I am sure some of you wondered and the rest gave up. Absence without any cause or notice or justification is in a way very liberating. Perhaps you can't get away with this kind of behaviour anywhere else. There is always the risk of losing out on your follower base and readership.. but at times its ok not to give a damn!

And today when I write, I do it because I want to and not because I have not written for a week, and the pressure is building up. That in itself is such a pleasant feeling.
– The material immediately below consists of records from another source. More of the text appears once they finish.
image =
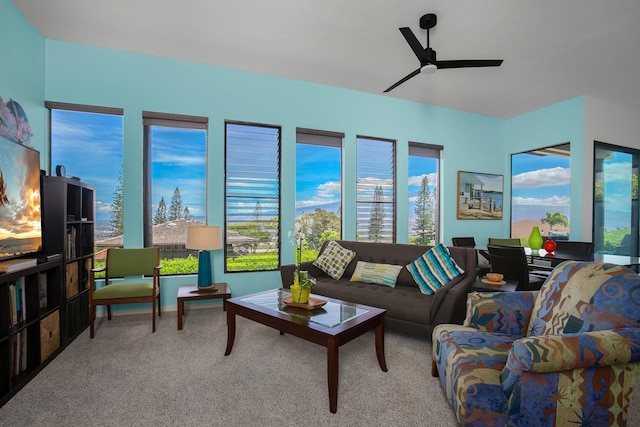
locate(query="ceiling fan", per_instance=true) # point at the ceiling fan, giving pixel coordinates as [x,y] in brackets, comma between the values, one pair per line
[427,56]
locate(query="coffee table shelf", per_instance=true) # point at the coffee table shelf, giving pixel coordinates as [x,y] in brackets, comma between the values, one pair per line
[332,325]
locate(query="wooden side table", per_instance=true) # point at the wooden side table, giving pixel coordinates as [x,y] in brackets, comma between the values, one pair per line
[192,293]
[479,286]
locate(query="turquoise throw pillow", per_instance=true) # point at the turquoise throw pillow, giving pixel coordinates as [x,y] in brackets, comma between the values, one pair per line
[434,269]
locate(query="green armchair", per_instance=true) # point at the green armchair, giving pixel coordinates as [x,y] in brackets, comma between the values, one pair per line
[139,271]
[568,354]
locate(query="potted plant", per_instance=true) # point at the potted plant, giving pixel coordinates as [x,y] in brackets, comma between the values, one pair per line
[302,282]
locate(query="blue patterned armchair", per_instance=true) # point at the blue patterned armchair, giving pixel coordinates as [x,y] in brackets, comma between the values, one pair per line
[565,355]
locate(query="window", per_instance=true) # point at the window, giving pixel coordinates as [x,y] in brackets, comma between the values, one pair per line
[175,170]
[540,196]
[318,186]
[375,190]
[252,197]
[77,130]
[615,199]
[424,212]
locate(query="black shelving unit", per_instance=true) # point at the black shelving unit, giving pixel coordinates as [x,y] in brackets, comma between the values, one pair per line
[68,212]
[30,304]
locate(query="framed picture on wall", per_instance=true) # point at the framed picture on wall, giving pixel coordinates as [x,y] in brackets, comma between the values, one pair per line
[479,195]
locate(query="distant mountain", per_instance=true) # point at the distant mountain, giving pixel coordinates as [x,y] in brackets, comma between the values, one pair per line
[329,207]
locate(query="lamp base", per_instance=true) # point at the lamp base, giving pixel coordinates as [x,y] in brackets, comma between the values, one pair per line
[210,289]
[204,270]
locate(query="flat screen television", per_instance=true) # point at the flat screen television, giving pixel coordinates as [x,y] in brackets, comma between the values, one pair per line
[20,213]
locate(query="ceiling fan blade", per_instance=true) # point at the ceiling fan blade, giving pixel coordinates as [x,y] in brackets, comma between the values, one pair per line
[413,42]
[402,80]
[467,63]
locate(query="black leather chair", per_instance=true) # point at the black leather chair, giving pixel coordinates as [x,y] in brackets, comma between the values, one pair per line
[469,242]
[582,251]
[511,262]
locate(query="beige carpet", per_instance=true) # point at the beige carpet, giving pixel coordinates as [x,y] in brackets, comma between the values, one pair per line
[128,376]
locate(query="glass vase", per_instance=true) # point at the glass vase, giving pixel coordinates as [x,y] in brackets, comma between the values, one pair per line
[535,239]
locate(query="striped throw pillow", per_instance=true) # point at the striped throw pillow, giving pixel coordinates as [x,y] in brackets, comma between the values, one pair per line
[434,269]
[381,274]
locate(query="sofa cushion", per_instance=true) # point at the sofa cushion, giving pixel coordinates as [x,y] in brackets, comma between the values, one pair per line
[434,269]
[402,302]
[334,259]
[381,274]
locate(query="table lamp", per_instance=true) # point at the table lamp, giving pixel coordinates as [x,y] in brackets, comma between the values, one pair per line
[204,238]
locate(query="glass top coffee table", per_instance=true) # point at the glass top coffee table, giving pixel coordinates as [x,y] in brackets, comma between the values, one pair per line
[331,325]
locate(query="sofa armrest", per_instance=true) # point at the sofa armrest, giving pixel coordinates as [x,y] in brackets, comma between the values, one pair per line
[555,353]
[501,312]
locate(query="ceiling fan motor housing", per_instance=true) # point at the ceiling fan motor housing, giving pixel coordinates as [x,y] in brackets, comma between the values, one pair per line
[428,21]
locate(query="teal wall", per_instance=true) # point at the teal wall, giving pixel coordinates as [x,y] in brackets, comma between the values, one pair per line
[22,60]
[65,72]
[95,76]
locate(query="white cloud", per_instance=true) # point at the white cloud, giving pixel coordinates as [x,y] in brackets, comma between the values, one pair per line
[533,201]
[617,172]
[552,177]
[328,192]
[416,180]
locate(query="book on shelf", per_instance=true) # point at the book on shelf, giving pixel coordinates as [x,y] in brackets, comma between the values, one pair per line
[19,353]
[16,264]
[42,290]
[17,303]
[71,242]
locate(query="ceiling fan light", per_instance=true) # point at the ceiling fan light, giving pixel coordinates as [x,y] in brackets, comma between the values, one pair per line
[428,69]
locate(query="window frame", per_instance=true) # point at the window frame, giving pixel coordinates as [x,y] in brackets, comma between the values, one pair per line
[150,118]
[278,229]
[394,179]
[329,139]
[82,108]
[432,151]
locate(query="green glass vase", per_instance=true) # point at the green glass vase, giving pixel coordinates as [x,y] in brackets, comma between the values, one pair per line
[535,239]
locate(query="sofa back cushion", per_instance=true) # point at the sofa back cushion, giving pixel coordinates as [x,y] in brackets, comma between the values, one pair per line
[586,296]
[401,254]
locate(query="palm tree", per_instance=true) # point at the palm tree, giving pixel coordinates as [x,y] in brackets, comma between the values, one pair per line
[555,218]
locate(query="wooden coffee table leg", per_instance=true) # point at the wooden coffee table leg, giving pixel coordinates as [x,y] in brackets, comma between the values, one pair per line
[231,331]
[380,346]
[180,312]
[332,374]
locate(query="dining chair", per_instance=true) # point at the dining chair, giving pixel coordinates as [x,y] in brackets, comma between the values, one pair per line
[504,241]
[470,242]
[511,261]
[139,270]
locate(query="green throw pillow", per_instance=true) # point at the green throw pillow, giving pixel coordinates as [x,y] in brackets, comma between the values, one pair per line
[334,259]
[381,274]
[434,269]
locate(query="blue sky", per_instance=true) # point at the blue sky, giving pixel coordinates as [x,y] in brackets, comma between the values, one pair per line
[179,160]
[90,147]
[539,184]
[178,155]
[318,176]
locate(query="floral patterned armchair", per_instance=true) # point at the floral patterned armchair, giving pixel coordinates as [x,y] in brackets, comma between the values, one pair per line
[568,354]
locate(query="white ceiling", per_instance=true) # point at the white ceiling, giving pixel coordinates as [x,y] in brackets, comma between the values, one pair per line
[552,50]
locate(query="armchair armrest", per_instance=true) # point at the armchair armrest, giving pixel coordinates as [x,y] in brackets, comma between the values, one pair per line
[555,353]
[501,312]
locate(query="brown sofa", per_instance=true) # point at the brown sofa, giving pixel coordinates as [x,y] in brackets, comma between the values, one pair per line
[408,309]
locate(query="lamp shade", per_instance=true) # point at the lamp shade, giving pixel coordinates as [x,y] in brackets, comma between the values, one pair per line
[204,237]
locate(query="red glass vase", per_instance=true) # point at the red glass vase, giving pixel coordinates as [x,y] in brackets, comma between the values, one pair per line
[549,245]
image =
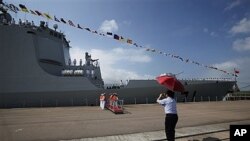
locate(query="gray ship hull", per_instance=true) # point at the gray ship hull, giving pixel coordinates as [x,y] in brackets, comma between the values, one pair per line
[31,61]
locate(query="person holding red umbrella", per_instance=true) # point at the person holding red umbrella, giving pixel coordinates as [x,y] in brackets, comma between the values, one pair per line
[167,100]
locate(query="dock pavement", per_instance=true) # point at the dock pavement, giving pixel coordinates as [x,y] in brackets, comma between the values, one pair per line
[143,122]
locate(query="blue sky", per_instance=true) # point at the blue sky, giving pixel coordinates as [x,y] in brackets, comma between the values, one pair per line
[212,32]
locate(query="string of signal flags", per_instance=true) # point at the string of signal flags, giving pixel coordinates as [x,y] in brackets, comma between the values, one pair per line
[120,38]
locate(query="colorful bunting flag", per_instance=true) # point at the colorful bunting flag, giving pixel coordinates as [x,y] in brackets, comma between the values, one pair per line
[39,13]
[62,20]
[109,33]
[23,8]
[47,16]
[129,41]
[236,71]
[116,37]
[87,29]
[122,39]
[78,26]
[12,7]
[94,32]
[71,23]
[56,19]
[32,12]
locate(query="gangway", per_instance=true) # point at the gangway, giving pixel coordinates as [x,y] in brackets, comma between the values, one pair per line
[115,106]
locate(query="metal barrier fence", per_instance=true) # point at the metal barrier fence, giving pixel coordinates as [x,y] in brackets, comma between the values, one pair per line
[95,102]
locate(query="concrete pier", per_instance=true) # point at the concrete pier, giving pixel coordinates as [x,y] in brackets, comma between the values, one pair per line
[140,122]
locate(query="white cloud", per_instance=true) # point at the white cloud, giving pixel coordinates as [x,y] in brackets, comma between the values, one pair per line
[109,26]
[242,44]
[110,59]
[232,5]
[241,27]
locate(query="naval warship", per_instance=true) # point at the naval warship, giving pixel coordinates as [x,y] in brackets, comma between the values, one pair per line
[37,71]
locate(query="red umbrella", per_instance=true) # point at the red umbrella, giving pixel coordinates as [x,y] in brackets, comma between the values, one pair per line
[171,83]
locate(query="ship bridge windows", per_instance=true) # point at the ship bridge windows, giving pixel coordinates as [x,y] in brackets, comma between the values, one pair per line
[48,61]
[55,34]
[31,32]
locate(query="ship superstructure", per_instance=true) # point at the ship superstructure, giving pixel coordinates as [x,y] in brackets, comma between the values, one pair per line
[37,70]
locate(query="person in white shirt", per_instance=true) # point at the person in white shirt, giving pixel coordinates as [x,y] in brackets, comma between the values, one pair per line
[167,100]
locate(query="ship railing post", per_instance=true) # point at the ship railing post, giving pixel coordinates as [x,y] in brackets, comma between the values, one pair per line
[24,104]
[41,103]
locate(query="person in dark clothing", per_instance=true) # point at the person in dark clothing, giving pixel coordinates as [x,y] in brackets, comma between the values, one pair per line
[171,118]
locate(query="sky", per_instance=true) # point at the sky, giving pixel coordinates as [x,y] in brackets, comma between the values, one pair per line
[212,32]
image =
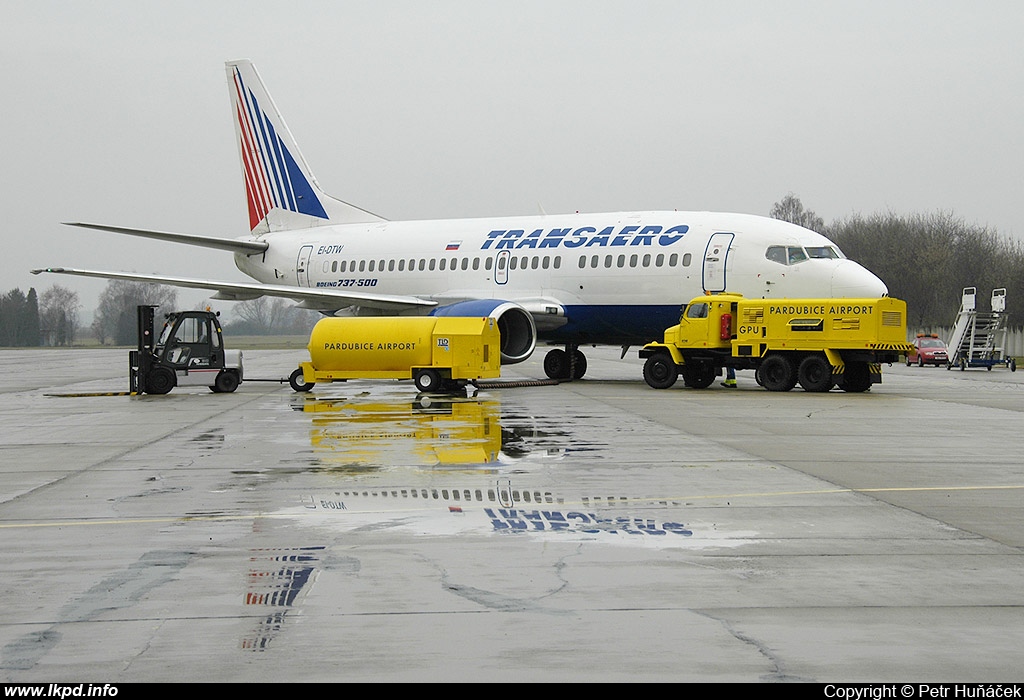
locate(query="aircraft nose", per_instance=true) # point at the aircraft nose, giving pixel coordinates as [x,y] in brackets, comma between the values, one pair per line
[850,279]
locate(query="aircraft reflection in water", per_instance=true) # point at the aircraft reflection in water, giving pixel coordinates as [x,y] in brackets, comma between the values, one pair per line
[465,463]
[426,432]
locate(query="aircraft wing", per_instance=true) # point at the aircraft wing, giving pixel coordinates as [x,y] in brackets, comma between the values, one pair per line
[232,245]
[321,299]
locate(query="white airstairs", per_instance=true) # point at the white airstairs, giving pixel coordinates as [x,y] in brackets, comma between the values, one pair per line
[979,338]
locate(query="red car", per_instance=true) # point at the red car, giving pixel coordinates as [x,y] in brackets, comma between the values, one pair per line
[928,349]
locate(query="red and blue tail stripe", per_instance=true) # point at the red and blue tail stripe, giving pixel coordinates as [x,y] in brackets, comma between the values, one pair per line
[273,178]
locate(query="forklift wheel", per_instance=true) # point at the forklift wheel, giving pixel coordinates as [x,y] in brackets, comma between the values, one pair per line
[298,384]
[225,383]
[159,381]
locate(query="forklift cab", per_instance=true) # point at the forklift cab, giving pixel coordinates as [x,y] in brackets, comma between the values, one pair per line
[188,352]
[190,340]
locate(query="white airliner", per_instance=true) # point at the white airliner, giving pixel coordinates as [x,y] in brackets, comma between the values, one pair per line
[566,279]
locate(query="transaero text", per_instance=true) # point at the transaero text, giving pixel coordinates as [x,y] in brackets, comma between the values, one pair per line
[585,236]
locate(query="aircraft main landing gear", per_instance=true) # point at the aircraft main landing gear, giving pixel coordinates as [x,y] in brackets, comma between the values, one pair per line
[564,364]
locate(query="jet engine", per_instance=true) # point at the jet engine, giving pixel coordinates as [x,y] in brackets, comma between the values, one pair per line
[515,324]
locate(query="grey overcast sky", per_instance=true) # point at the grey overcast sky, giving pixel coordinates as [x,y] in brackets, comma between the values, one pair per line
[117,112]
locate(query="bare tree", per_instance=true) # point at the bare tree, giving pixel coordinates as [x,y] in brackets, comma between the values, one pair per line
[792,209]
[58,314]
[116,314]
[264,315]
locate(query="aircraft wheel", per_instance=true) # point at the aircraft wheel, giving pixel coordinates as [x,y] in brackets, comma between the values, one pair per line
[297,383]
[428,380]
[226,382]
[815,374]
[777,374]
[659,372]
[556,364]
[160,381]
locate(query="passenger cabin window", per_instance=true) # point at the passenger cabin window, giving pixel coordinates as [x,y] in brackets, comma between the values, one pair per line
[697,310]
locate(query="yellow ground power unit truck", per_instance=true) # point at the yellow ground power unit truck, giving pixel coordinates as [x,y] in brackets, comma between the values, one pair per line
[817,343]
[439,353]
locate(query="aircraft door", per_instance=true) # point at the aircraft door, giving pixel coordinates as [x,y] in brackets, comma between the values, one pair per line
[302,265]
[715,259]
[502,267]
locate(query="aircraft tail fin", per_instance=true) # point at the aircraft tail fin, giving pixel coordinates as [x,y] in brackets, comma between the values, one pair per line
[280,186]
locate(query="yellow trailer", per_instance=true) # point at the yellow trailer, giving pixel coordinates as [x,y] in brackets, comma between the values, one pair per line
[817,343]
[437,352]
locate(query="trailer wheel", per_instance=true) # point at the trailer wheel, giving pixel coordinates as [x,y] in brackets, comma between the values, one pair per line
[698,375]
[856,377]
[815,374]
[160,381]
[428,380]
[777,374]
[659,372]
[297,383]
[225,383]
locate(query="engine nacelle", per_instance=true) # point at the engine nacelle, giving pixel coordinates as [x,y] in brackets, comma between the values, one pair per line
[515,324]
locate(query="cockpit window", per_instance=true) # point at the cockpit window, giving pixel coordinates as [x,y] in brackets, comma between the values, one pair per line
[786,255]
[822,252]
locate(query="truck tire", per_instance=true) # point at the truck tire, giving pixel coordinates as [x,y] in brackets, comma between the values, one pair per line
[160,381]
[226,382]
[856,378]
[815,374]
[659,372]
[698,375]
[428,380]
[777,374]
[297,383]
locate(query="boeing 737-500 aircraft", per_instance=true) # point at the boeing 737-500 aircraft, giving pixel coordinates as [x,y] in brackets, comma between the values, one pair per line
[569,279]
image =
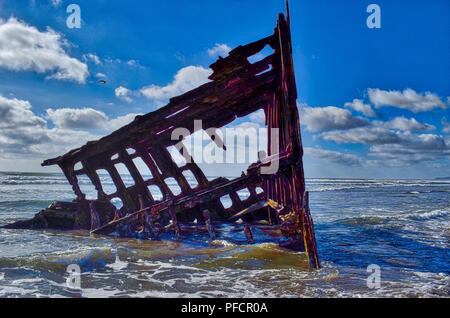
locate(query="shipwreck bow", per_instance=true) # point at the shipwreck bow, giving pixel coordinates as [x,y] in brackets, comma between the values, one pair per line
[237,88]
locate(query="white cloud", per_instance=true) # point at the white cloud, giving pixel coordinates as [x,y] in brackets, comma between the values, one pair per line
[87,118]
[329,118]
[92,57]
[70,118]
[219,49]
[445,125]
[258,116]
[333,156]
[185,80]
[408,99]
[22,133]
[56,3]
[402,123]
[25,48]
[359,106]
[123,93]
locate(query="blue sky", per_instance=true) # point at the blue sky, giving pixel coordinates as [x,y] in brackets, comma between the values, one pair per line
[373,102]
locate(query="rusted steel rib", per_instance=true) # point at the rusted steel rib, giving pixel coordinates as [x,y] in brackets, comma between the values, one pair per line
[237,88]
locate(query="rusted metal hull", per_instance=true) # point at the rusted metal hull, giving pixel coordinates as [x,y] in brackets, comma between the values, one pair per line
[237,89]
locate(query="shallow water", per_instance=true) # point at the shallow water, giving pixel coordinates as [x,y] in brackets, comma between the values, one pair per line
[403,226]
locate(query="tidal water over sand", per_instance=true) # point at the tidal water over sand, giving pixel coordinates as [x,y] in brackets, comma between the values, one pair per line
[403,226]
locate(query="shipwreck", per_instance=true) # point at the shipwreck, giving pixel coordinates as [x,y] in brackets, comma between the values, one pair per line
[237,88]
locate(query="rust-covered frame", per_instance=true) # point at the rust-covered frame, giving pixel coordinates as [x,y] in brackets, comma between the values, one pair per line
[237,89]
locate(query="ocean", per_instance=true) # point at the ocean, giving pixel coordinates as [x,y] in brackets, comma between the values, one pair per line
[399,227]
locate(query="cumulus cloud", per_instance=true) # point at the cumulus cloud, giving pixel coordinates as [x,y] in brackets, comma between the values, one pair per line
[403,123]
[87,118]
[258,116]
[25,48]
[329,118]
[445,125]
[359,106]
[219,49]
[123,93]
[381,135]
[56,3]
[92,57]
[23,133]
[333,156]
[397,146]
[408,99]
[186,79]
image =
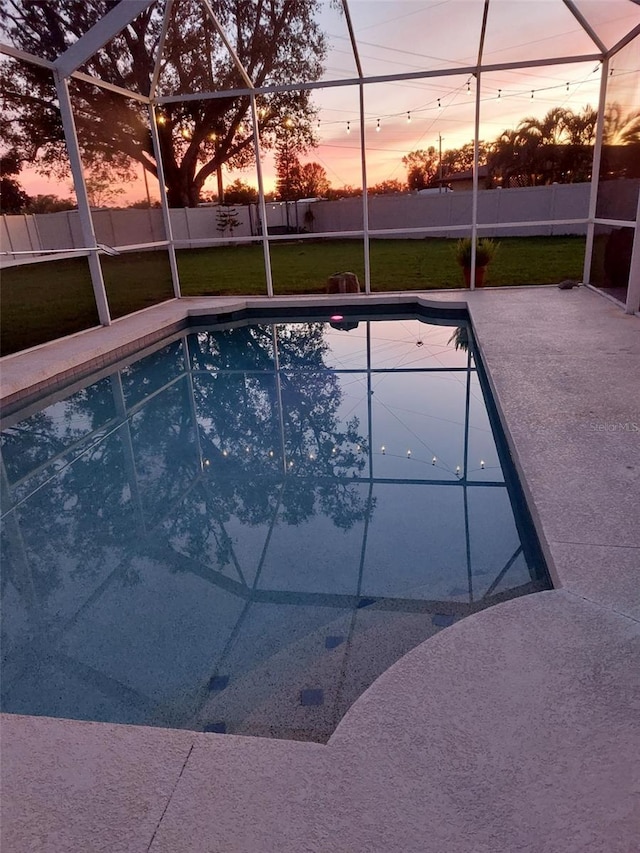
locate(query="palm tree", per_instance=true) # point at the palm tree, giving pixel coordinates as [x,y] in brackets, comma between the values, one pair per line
[621,129]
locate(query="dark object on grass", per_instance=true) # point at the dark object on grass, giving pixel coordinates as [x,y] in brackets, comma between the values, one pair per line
[343,282]
[568,283]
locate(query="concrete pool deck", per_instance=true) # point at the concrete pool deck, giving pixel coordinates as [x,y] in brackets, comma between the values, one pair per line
[516,729]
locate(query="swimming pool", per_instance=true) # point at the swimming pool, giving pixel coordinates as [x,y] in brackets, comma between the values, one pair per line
[240,531]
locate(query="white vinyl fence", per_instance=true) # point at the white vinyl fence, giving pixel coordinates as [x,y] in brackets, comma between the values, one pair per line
[133,229]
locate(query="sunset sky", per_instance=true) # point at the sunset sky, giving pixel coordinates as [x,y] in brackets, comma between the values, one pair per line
[407,36]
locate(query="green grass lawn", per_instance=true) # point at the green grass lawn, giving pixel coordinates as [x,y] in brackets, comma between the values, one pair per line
[40,302]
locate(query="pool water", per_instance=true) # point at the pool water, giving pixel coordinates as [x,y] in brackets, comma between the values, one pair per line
[240,531]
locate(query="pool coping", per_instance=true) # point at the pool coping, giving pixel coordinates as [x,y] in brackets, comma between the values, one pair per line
[561,364]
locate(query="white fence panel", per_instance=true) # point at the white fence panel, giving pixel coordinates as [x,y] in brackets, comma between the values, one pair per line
[132,227]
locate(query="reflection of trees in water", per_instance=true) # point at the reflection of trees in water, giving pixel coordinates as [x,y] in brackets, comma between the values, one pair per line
[254,426]
[80,522]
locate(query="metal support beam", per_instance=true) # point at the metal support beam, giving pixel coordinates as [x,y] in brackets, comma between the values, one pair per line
[100,33]
[635,32]
[236,59]
[84,209]
[365,197]
[163,36]
[261,201]
[465,71]
[633,290]
[476,137]
[10,50]
[595,173]
[586,26]
[166,216]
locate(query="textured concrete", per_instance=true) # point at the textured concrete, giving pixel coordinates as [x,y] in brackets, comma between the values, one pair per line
[72,786]
[516,729]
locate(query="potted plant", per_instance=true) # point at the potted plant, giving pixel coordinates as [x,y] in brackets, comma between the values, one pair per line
[485,252]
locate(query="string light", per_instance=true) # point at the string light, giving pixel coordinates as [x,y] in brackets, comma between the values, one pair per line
[410,114]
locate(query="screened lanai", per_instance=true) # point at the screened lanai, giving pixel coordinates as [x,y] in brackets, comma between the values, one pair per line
[188,97]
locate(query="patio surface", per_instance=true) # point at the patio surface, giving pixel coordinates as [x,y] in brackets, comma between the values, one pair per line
[516,729]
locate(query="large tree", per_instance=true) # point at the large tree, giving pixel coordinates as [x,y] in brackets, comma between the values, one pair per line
[276,41]
[422,167]
[13,199]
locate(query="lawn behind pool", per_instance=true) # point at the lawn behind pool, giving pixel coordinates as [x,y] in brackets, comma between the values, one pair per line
[40,302]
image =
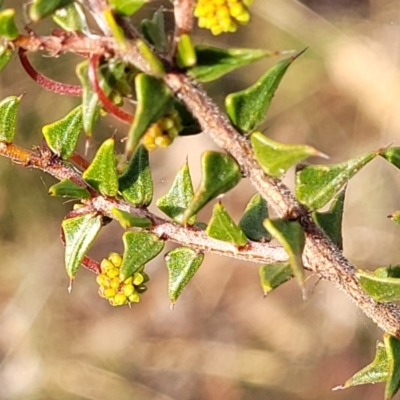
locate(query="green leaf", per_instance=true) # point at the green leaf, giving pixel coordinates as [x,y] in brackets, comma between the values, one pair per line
[213,62]
[220,173]
[8,118]
[72,18]
[276,158]
[222,227]
[291,236]
[252,220]
[153,101]
[67,188]
[331,221]
[62,136]
[186,56]
[43,8]
[154,31]
[156,67]
[136,184]
[392,154]
[392,345]
[8,29]
[274,275]
[102,172]
[316,185]
[379,287]
[90,101]
[179,196]
[377,371]
[139,248]
[79,234]
[248,108]
[127,220]
[126,7]
[5,56]
[182,264]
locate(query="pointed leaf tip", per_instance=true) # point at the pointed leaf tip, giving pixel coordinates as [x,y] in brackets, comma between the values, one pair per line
[182,264]
[102,172]
[62,135]
[222,227]
[79,234]
[276,158]
[139,249]
[220,173]
[291,236]
[248,108]
[8,118]
[316,185]
[179,196]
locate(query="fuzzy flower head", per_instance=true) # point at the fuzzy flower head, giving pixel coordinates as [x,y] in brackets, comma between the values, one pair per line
[222,15]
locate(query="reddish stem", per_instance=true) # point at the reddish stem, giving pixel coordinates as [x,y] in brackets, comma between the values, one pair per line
[107,103]
[47,83]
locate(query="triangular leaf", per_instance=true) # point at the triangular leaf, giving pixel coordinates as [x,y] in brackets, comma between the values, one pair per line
[179,196]
[136,184]
[153,102]
[252,220]
[5,56]
[72,18]
[139,248]
[213,62]
[274,275]
[67,188]
[392,345]
[154,31]
[248,108]
[317,184]
[377,371]
[127,7]
[222,227]
[182,264]
[8,29]
[127,220]
[43,8]
[79,234]
[62,136]
[276,158]
[380,288]
[102,172]
[291,236]
[220,173]
[8,118]
[186,56]
[331,221]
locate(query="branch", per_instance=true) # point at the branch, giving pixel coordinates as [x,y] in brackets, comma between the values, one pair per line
[320,254]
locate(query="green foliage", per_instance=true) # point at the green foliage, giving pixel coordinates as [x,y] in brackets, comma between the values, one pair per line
[62,136]
[182,264]
[220,173]
[102,172]
[316,185]
[214,62]
[8,118]
[222,227]
[248,108]
[276,158]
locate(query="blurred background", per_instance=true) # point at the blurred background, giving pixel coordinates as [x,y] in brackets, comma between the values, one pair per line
[223,340]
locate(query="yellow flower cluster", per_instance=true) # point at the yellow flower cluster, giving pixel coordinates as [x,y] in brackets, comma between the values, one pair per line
[222,15]
[163,132]
[111,288]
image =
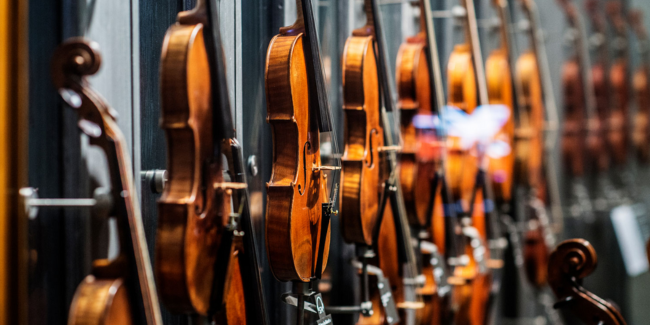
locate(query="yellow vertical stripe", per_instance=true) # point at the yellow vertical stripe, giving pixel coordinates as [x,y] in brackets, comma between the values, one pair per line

So lets start this one here..

Talking about pressures, there is another feeling that almost always surrounding us, and thats 'guilt'. Especially 'mommy guilt'. Each morning at 5:00 am when its time to wake the kids up, the race begins.."UGH!! I shouldnt have stayed up reading so late!" Bond starts to skate around the hall, toshali can't find her brush, and there is always a fight that nips at my arms, shoulders and brain, till I want to flick the kids off! I want five minutes - just five freaking minutes - for my coffee before my brain starts functioning and I get you ready for school. "Flick them off!! God did I say that...?"

Suddenly there is a tooth brush closer than an inch from my eye ball, followed by a shriek" Eeeeeooowwwwwwwwwww!!!"

My fuzzy brain jump starts and the milk spills on the floor. "Toshali, what's the matter, cant you keep it down?"

"Mamma, Bond just dropped my tooth brush in the toilet!"

"Fine, great, well worse things have happened!!" I manage to say, as I mop the floor. The coffee seems to be working its magic on me at last. My dehydrated hands move from one lunch box to another as I remember the preferences, one dianosaur pack, one high school musical. And just as I zip up, Bond screams like a banshee and runs wild at me... the reason...nothing..its what he felt like doing! Running and screaming towards me like the sky had fallen down on him. As I turn around with a hand to my thumping chest, I see Toshali brooding over the turkey sandwich in her high school musical box. "You promised me some sweets this time!" Well I have a list of reasons that I can churn out to her against sweets in the tiffin.. but please dear God not this hour of the day! Why cant they remember that I was an actual person before I became a momma to them!

Then of course they hear my husband's footsteps. Like two soldiers they queue up. Bond even straigtens his hair and smiles at me. They don't suck the enegy out of him, because he doesnt feel the guilt over his behaviour with them. That's quite a thought early in the day. Yeah, I think I know what drains me most. Its not the kids running and screaming, Its my reactions to that, and the guilt I have over those reactions.. Hmmm!! The coffee is an exemplary invention!

So what is the point of this 'mommy guilt'? Why dont I accept that I am human and a single entity with one brain and just a pair of hands. Why cant I accept that I cannot do more than maybe three things at a time? I take a breath and run through the daily mental check list. Homework, folders, library books, field trip permission slip, water bottle, tiffin boxes, napkins. ALL THERE!!

Thats another day just beginning... I smile at the new found philosophy.. I dont need to be guilty for being the way I am. I am going to ponder over it some more and enjoy my coffee.